With 300 clients on the books – and growing – the organisation is keen to let parents know that help is out there.
"A lot of people ask what causes PND and there's so many factors. What I get asked when I'm out in the field is is it hormonal," PANDSI community development worker Kim Senini said.
"Yes, there could be an element of that, but we call it the perfect storm, it's so many factors. The mother-in-law's giving them a hard time, the baby wasn't well, the baby's premature, the husband's been posted overseas on a posting, lots of things sort of culminate in them having PND."
Lucinda's birth and temperament were, in Ms Warner's words, perfect, but she felt unprepared for the changes in life brought by motherhood.
"I was so confident and so aware of who I was, then all of a sudden no one had prepared me for this whole motherhood thing, and all of a sudden my world had totally changed – in a good way, I wouldn't change a thing – but that was where I started to question myself," Ms Warner said.

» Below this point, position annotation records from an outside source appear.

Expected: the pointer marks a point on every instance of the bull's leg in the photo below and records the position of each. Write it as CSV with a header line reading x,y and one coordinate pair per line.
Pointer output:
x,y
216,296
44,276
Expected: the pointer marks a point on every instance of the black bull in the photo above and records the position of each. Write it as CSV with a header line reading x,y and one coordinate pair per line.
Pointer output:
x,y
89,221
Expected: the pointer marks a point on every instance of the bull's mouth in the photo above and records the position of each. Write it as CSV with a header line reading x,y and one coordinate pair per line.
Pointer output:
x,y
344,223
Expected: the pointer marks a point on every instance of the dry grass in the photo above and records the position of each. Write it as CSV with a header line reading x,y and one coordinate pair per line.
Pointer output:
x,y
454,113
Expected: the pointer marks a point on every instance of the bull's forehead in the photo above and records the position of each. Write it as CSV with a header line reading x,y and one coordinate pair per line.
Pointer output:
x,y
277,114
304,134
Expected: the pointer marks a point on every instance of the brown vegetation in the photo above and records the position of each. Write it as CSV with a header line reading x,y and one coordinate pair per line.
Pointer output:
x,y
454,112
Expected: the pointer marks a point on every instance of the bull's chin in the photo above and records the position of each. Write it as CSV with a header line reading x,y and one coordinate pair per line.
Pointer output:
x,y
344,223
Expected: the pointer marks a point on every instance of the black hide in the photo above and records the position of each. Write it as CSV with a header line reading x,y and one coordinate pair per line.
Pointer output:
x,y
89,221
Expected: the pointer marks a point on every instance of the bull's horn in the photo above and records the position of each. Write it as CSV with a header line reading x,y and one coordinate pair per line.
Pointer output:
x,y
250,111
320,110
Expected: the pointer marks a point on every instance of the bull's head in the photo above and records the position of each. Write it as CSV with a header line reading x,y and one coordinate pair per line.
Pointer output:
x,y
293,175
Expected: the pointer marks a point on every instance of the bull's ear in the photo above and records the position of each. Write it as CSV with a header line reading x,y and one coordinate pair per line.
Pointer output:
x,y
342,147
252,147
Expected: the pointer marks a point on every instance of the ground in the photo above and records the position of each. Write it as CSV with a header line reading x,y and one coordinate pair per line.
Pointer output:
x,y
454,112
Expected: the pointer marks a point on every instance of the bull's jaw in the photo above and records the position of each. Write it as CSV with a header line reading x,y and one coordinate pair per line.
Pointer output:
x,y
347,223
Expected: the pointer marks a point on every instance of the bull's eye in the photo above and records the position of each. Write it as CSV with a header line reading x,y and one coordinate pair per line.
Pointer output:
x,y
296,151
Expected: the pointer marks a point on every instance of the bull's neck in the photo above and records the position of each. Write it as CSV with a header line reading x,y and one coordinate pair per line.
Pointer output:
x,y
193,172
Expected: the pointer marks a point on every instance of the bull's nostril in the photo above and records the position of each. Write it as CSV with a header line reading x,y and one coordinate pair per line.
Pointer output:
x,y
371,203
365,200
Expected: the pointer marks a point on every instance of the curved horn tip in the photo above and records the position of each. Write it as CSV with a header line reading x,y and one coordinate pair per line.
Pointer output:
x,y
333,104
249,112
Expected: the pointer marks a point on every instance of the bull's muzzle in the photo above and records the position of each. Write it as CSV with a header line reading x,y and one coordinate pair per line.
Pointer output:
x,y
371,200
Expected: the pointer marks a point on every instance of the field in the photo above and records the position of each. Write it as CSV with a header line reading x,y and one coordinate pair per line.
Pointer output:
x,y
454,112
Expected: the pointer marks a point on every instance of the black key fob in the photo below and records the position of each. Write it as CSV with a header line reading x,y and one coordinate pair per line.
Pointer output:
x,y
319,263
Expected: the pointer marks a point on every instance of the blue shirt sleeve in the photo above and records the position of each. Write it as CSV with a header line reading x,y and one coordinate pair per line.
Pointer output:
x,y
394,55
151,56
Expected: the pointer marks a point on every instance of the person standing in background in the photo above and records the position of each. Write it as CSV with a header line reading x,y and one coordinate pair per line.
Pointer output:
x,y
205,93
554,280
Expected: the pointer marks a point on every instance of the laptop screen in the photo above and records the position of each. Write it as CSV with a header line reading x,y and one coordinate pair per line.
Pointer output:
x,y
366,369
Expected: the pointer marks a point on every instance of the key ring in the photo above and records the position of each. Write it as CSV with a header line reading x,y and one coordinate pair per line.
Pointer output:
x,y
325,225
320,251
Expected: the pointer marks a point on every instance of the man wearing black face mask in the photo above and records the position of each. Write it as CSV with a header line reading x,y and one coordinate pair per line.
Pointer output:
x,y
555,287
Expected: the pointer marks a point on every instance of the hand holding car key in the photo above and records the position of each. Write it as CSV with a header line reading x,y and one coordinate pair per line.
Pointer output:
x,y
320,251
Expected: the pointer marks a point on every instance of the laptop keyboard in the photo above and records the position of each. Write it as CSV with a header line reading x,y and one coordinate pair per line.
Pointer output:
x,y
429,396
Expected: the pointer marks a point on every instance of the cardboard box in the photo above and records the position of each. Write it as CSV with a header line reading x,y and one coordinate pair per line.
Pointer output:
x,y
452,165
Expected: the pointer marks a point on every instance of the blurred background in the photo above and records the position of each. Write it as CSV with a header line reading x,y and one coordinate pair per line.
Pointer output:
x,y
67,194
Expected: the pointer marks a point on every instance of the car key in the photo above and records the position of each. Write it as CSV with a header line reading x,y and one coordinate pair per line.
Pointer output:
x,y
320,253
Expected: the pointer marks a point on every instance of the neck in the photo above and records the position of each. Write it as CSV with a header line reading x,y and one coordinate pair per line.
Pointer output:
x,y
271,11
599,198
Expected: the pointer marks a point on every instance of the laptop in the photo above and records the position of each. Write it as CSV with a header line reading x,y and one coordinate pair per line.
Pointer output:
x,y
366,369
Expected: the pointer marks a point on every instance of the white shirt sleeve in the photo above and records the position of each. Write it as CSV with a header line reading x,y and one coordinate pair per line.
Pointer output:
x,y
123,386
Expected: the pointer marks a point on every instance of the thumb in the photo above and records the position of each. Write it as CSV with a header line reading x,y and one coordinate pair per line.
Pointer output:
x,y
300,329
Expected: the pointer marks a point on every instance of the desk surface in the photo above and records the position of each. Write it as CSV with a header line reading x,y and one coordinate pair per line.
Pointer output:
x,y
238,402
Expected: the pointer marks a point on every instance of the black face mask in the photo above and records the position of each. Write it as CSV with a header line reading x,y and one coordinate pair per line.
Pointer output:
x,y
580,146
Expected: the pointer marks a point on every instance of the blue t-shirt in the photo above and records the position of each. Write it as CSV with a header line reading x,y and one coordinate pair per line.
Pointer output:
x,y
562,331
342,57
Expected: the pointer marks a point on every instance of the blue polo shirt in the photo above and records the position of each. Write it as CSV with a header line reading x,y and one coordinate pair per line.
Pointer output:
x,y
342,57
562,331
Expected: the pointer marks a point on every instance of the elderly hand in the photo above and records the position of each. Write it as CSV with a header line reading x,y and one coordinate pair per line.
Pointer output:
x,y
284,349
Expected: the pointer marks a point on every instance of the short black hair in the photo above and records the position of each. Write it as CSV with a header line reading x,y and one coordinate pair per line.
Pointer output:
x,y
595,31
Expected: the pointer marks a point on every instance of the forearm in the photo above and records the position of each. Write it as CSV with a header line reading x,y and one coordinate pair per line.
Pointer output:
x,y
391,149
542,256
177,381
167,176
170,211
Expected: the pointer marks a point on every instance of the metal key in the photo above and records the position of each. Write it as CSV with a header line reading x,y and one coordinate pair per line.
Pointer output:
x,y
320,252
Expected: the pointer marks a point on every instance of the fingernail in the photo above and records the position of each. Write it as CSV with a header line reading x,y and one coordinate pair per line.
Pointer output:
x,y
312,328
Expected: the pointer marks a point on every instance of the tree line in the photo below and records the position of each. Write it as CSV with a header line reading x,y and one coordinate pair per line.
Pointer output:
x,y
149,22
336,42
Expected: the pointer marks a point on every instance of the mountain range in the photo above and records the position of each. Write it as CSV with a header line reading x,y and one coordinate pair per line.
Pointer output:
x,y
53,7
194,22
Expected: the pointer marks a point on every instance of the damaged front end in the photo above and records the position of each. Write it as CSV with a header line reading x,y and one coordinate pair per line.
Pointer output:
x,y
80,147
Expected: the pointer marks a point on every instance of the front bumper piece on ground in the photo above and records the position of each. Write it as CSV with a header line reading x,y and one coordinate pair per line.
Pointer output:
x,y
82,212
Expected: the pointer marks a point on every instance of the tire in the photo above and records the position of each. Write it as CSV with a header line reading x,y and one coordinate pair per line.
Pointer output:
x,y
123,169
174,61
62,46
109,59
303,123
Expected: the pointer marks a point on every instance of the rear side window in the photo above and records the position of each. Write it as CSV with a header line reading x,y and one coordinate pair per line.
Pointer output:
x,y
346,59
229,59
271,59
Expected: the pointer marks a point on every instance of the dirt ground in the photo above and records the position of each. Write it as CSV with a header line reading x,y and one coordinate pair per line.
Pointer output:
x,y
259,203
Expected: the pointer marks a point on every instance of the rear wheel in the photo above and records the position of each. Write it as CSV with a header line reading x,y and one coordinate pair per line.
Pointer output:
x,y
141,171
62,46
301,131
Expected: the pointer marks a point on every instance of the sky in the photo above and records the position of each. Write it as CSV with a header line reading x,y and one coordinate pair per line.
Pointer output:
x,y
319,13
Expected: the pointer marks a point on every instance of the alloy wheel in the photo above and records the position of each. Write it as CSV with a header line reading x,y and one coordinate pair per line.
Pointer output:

"I just felt horrible. I felt like I was trapped. I felt like I was alone even though I knew I wasn't."
Weekly calls from PANDSI have dropped back to fortnightly check-ins since she connected with them in January and Ms Warner said she feels "80 per cent there".
She said she felt the statistics did not reveal the true extent of the issue.
"No one talks about it and that's what frustrates me the most," Ms Warner said.
"We need to open up about it and not make it feel like it's a terrible thing to have, like it's a mental health issue you need to be ashamed of. It's just part of life."
Postnatal Depression and Anxiety Awareness Week runs from November 13 to 19.